# Preprocessing text for Deep Learning

This notebooks performs basic preprocessing on the Quora datasets using the method(s) from `common.nlp.sequence_preprocessing`. The goal is to prepare the data for using sequence models. This means some information, such as punctuation and capitals, are removed. This information should be captured in another process if we want to use it.

In [53]:
import sys
sys.path.append("../..")
import numpy as np
import pandas as pd

from common.nlp.sequence_preprocessing import WORD_MAP, preprocess_text_for_DL

In [54]:
# load data with right data types (this is important for the IDs in particular)
dtypes = {"qid": str, "question_text": str, "target": int}
train = pd.read_csv("../data/train.csv", dtype=dtypes)
test = pd.read_csv("../data/test.csv", dtype=dtypes)

### Preprocessing steps
The `preprocess_text_for_DL` method performs the following steps:
1. Convert text to lower case
2. Replace shorthand writing (such as `won't`) to their full form (`will not`)
3. Selectively remove, retain or ignore punctuations
4. Replace numbers with # (eg: 1 by #, 23 by ##, 1993 by ####)

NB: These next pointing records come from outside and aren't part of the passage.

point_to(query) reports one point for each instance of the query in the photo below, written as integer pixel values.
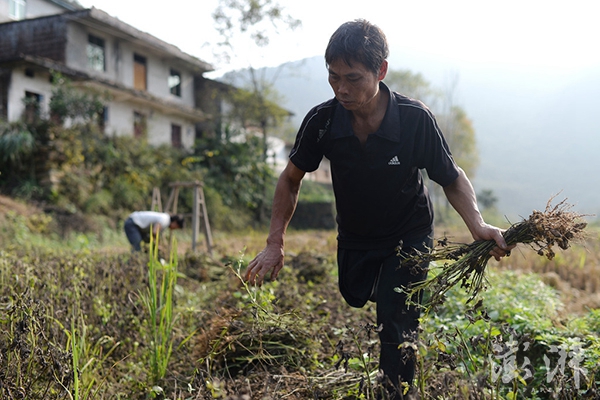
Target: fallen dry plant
(465, 264)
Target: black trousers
(375, 275)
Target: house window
(139, 125)
(33, 102)
(176, 136)
(16, 9)
(175, 83)
(95, 53)
(139, 72)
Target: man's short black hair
(358, 41)
(177, 219)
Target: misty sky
(550, 34)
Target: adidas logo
(394, 161)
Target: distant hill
(537, 130)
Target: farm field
(83, 318)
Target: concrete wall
(19, 84)
(121, 120)
(65, 41)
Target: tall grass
(158, 300)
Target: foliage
(158, 299)
(235, 169)
(466, 263)
(16, 143)
(71, 325)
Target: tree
(258, 100)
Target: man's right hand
(270, 259)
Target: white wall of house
(121, 121)
(20, 84)
(119, 62)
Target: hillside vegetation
(81, 317)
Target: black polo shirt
(378, 187)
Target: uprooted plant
(465, 264)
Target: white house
(151, 86)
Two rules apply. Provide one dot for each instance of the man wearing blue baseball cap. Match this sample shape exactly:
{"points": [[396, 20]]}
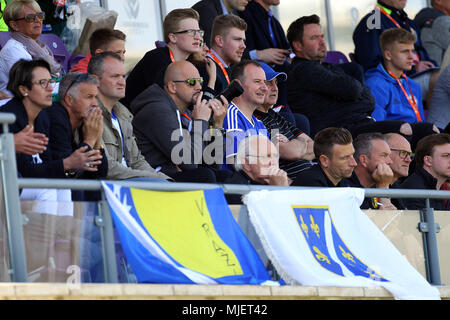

The `common.nlp.sequence_preprocessing` module contains a variable `WORD_MAP` that specifies the mapping to use in step 2. This mapping is used by default, but can be overridden in the function call.

In [55]:
WORD_MAP

{"aren't": 'are not',
 "didn't": 'did not',
 "doesn't": 'does not',
 "don't": 'do not',
 "hadn't": 'had not',
 "hasn't": 'has not',
 "he's": 'he is',
 "how's": 'how is',
 "i'm": 'i am',
 "i've": 'i have',
 "isn't": 'is not',
 "it's": 'it is',
 "she's": 'she is',
 "that's": 'that is',
 "they're": 'they are',
 "they've": 'they have',
 "we're": 'we are',
 "we've": 'we have',
 "what's": 'what is',
 "won't": 'will not',
 "you've": 'you have'}

The punctuation that is removed is that from `string.punctuation`.

In [56]:
import string
string.punctuation

'!"#$%&\'()*+,-./:;<=>?@[\\]^_`{|}~'

Preprocessing can be done for a single dataset or more datasets at once (all positional arguments are assumed to be datasets).

In [57]:
# one dataset example
just_train = preprocess_text_for_DL(train, text_col="question_text", word_map=WORD_MAP, puncts_ignore='/-', puncts_retain='&')
just_train.head()

Unnamed: 0,qid,question_text,target
0,00002165364db923c7e6,how did quebec nationalists see their province...,0
1,000032939017120e6e44,do you have an adopted dog how would you encou...,0
2,0000412ca6e4628ce2cf,why does velocity affect time does velocity af...,0
3,000042bf85aa498cd78e,how did otto von guericke used the magdeburg h...,0
4,0000455dfa3e01eae3af,can i convert montra helicon d to a mountain b...,0


In [58]:
just_train['question_text'][7]

'is it crazy if i wash or wipe my groceries off germs are everywhere'

In [59]:
# multiple dataset example
cleaned_train, cleaned_test = preprocess_text_for_DL(train, test, puncts_ignore='/-', puncts_retain='&')
cleaned_train.shape, cleaned_test.shape

((1306122, 3), (56370, 2))

### Results
Let's look at some (random) results.

In [60]:
def sample_result(idx=None):
    if idx is None:
        idx = np.random.randint(0, len(cleaned_train))
    print(idx)
    print(train["question_text"].iloc[idx])
    print(cleaned_train["question_text"].iloc[idx])

In [61]:
# run this cell to see a random preprocessed instance and its original
sample_result()

324883
Why are there mezzanine levels in buildings?
why are there mezzanine levels in buildings


#### Some examples we might need to deal with differently...

In [62]:
sample_result(1287932)

1287932
Can Cloud Formation scripts be auto-generated from an AWS production runtime?
can cloud formation scripts be auto generated from an aws production runtime


Should hyphens be replaced with a space instead of removed? <b>(Handled!)</b>

In [63]:
sample_result(378162)

378162
What types of accommodation/ modifications to one's lifestyle would be necessary to live on venus?
what types of accommodation modifications to ones lifestyle would be necessary to live on venus


With slashes, maybe we should just choose one of the options (e.g., the most common one in the corpus?) to maintain a logical sentence? </b>(Handled!)</b>

In [64]:
sample_result(1012331)

1012331
What is your advice for a 27 y.o who got only 1$ in his pocket?
what is your advice for a ## yo who got only 1 in his pocket


Maybe we should replace $ with `dollar` and replace general abbreviations like y.o. (years old) with full words?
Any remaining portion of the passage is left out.